第2話鏡の実用

朝、リナは起きると鏡に向かってクラスメイトのサトシという子の好みの顔にして下さいと、お願いした。母の言う通りなら、今日一日その効力が続きサトシに興味を持たれるはずである。


登校してサトシに挨拶した。挨拶を返してくれたが、彼はリナの雰囲気が変わったことに驚いたようだった。


「きみ、リナさんだよね?」

「ええ、そうだけど、何か?」

「何か印象が変わったけど、メイクでも変えたの?」

「いやだわ。何もしてないわよ」


そこから二人は世間話で盛り上がった。やはり母の言うことは本当だったのだわ。ひょっとしたらサトシくんが人生初の彼氏になるのかもと、リナは胸が高鳴った。


しかし翌日リナは、ひどい生理痛におそわれた。
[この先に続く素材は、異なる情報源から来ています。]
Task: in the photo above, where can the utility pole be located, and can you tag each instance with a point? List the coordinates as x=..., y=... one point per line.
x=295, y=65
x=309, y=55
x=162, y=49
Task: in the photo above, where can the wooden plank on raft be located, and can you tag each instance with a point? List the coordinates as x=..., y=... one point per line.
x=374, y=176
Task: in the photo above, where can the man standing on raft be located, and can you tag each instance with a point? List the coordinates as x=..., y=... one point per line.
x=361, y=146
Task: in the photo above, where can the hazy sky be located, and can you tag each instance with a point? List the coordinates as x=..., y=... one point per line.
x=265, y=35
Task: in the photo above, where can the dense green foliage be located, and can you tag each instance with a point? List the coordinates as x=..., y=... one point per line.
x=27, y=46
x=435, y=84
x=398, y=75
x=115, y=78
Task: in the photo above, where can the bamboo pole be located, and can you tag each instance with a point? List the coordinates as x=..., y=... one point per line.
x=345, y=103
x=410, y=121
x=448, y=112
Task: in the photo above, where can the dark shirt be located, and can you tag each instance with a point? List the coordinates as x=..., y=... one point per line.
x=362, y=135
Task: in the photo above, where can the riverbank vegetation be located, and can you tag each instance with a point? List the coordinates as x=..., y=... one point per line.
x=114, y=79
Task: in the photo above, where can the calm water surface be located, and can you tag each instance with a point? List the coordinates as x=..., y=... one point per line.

動くのも辛いほどで、いっそ今日は学校を休んでしまおうかと思った。

だがせっかくサトシといい感じになってきたのだから、今日欠席するのはもったいない気がした。

そこで鏡に、生理痛を治して下さいとお願いした。願いは叶えられ痛みは嘘のように治まり、学校へ行くことができた。
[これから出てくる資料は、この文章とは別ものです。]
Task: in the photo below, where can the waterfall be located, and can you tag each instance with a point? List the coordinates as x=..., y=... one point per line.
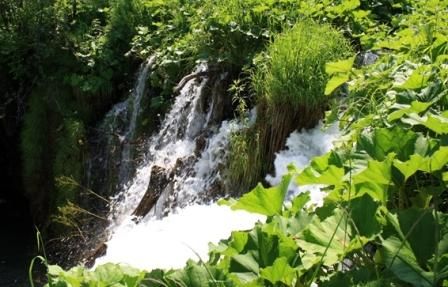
x=128, y=137
x=167, y=213
x=111, y=164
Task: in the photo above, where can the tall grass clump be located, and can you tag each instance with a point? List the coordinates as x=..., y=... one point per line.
x=289, y=85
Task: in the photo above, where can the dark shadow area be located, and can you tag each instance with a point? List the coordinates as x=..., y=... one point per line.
x=17, y=239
サトシにリナはにこやかに挨拶した。彼もにこやかに挨拶してくれた。

だがその後の会話が全く盛り上がらなかった。最初は憧れのアイドルを見るような目でリナを見ていたサトシの目は、ただの不細工な女を見る目に変わってしまった。サトシは、そっぽを向いて男友だちの方に話をしに行ってしまった。
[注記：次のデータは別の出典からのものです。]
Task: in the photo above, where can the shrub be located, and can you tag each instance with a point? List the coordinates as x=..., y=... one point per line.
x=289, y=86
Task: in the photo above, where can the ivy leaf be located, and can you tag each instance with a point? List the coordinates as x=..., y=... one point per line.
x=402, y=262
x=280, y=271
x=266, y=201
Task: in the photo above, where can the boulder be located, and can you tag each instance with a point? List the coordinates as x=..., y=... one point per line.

リナは深いショックを受けた。確かに願いが叶えられるのは一日一度だけで、今日は別のことに願い事を使ってしまったが、ここまで極端に対応が変わるものなのか。


もう一度、サトシ好みの顔にして下さいとお願いしようかと思わないでもなかったが、何だか虚しくなってしまってそれは止めた。